There they were. The strawberry and cream pastries. The wild blueberry scones. The pumpkin muffies (yes, muffies. The muffins have their own seductive garrisons.) The pecan braids. Those cinnamon rolls in blizzards of frosting. And of course the croissants in their self-hugging pose of flakes and their distant French relations on higher shelves—the three cheese and three-seed demi loaves, the sourdough bowls, and the eminent foot soldier of them all: the baguette.
That’s just the breads. And they were all there, arrayed in their golden glories along with the paninis, the soups crowned in cream, the salad choices that read like a globe-trotting travelogue. At a self-help counter, another trademark: the four thermoses in the shape of mini-silos to dispense the four choices of coffee: dark and light roast, hazelnut and decaf. None of that clutter of coffee combinations and names, none of those overindulgences for latté dilettantes.
If you’ve been to any of these places before, and chances are you have—and have traveled miles by the league to get to them—you know what it is by now. It had you at blueberry scone: this is Panera Bread, and on Tuesday, Palm Coast, Flagler Beach, Bunnell and the rest of the county took their first bite at their very own Panera, which opened to a free, all-you-can-eat lunch hosted by Panera and the Flagler County Chamber of Commerce, mostly by invitation: quite a few people who had neither an invitation nor a chamber affiliation stepped in, and were welcomed with the kind of warmth that radiates from a freshly baked pain au chocolat.
The restaurant, on State Road 100 next to the Hilton Garden Inn, has its grand opening to the public at 6 a.m. Wednesday, remaining open until 9:30 p.m., as will its drive-through, as it will 363 days a year, 364 on leap years. The only two days it closes are Thanksgiving and Christmas. And by early next year, there may well be a second Panera in town, that one on Palm Coast Parkway, not far from Dunkin Donuts, on the south side of the Parkway. The Flagler Beach location, which had been talked about a few months ago, is not in the works for now, Gavin Ford, the company’s operating partner, said.
“We’re so happy to be here in Palm Coast. It only took 10 year,” Ford said, an allusion, only semi-humorous, to the innumerable obstacles and at times inordinate work stoppages, ordered by Palm Coast, that the company surmounted on its way to opening day. Stickler is an understatement when it comes to Palm Coast’s regulations of small businesses. Not so coincidentally, the city council, all of whose members were at today’s special opening, had just adjourned from a meeting at which they’d killed a proposal to let home-based bakeries operate at a small ebb.
“We know you’re going to be successful,” Palm Coast Mayor Jon Netts told Ford and the Panera staff, which totals 85 employees working in four shifts. “Your success is our success.” The ribbon-cutting lasted all of 90 seconds: there was too much to eat and drink, and it was lunchtime.
Most of the county’s eminences were there, led Netts and his wife Priscilla (old habitués of Panera), several county commission members, a couple of city managers, most of the constitutional officers, and the chamber’s usual platoons of executives, friends, family, acquaintances, Facebook likes.

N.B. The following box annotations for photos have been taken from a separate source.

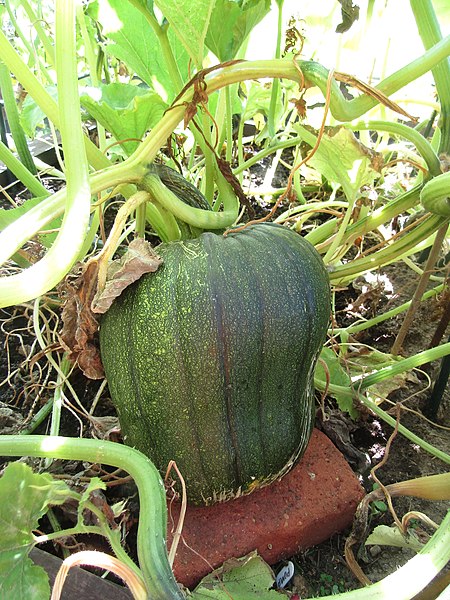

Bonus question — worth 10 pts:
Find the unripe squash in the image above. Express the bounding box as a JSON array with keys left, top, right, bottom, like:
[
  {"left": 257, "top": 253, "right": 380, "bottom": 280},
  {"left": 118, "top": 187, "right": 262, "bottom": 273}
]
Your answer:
[{"left": 100, "top": 224, "right": 330, "bottom": 503}]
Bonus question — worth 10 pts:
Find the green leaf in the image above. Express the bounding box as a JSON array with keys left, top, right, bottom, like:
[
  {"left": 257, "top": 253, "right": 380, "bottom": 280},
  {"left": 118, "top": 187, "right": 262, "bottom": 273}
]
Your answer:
[
  {"left": 205, "top": 0, "right": 270, "bottom": 62},
  {"left": 155, "top": 0, "right": 215, "bottom": 69},
  {"left": 295, "top": 124, "right": 380, "bottom": 199},
  {"left": 0, "top": 462, "right": 70, "bottom": 600},
  {"left": 91, "top": 0, "right": 189, "bottom": 103},
  {"left": 191, "top": 552, "right": 282, "bottom": 600},
  {"left": 315, "top": 348, "right": 358, "bottom": 418},
  {"left": 20, "top": 85, "right": 58, "bottom": 139},
  {"left": 336, "top": 0, "right": 359, "bottom": 33},
  {"left": 80, "top": 83, "right": 167, "bottom": 155},
  {"left": 347, "top": 349, "right": 418, "bottom": 402},
  {"left": 0, "top": 550, "right": 50, "bottom": 600}
]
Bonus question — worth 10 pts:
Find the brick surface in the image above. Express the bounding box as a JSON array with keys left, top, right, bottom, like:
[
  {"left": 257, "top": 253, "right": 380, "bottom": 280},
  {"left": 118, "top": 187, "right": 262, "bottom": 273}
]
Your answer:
[{"left": 168, "top": 430, "right": 364, "bottom": 588}]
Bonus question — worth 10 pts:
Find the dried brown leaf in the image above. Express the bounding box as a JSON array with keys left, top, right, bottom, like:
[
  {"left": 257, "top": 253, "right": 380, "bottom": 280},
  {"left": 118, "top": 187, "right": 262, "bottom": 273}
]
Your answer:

Doug Baxter, president of the local chamber, was seen standing in place several times, as if marveling at the throngs around him. “I’d never been in a Panera until last week,” he said. “I think it’s awesome. The food is delightful.”
Unlike the opening down the road of that other restaurant duo just about a year ago—Red Lobster and Olive Garden—where the VIP lunch was a rigidly controlled affair, closed to most and featuring a stingy cast of politicians and business types, a broadly open door characterized Panera’s invitation, the atmosphere inside echoing the relaxed sense of bounty.
Panera is a different sort of company, balancing its corporate responsibility to shareholders with its social responsibility to community. It takes charity seriously, fostering partnerships with local non-profits and daily donating its remaindered baked goods and other foods to food banks. This Panera, says Eryn Catter, the company’s marketing director, has chosen Feed Flagler as its local partner. Feed Flagler is the county commission’s program, created and led by Commissioner Milissa Holland, that feed some 2,000 people at Thanksgiving while raising cash and literally tons of food for the county’s needy. It’s right in line with Panera’s sense of community mission.
Throughout the year, Panera restaurants across the country hold special events to add to their charity work. Coming up locally on May 4 is Blue Ribbon Bagel Day, when 100 percent of proceeds generated from the sale of blueberry bagels will benefit local foster children.
“Everything I’ve heard puts them at the top of the list,” Netts said of the company’s socially responsible practices. Loyalty, too, appears to be a strong part of the company’s success. Netts tells the story of two women who work at the office of a local orthopedic surgeon. Every day they’ve been going to St. Johns or Volusia County to get their fix of Panera. “When this finally solidified,” Netts said of the Palm Coast Panera’s opening, “I called them up and said: I’m going to be your hero.”
Panera can have that effect. It’s the iPhone of restaurants, commanding the same affection, the same dependence, and of course the same affinities for WiFi. Palm Coast finally has its own.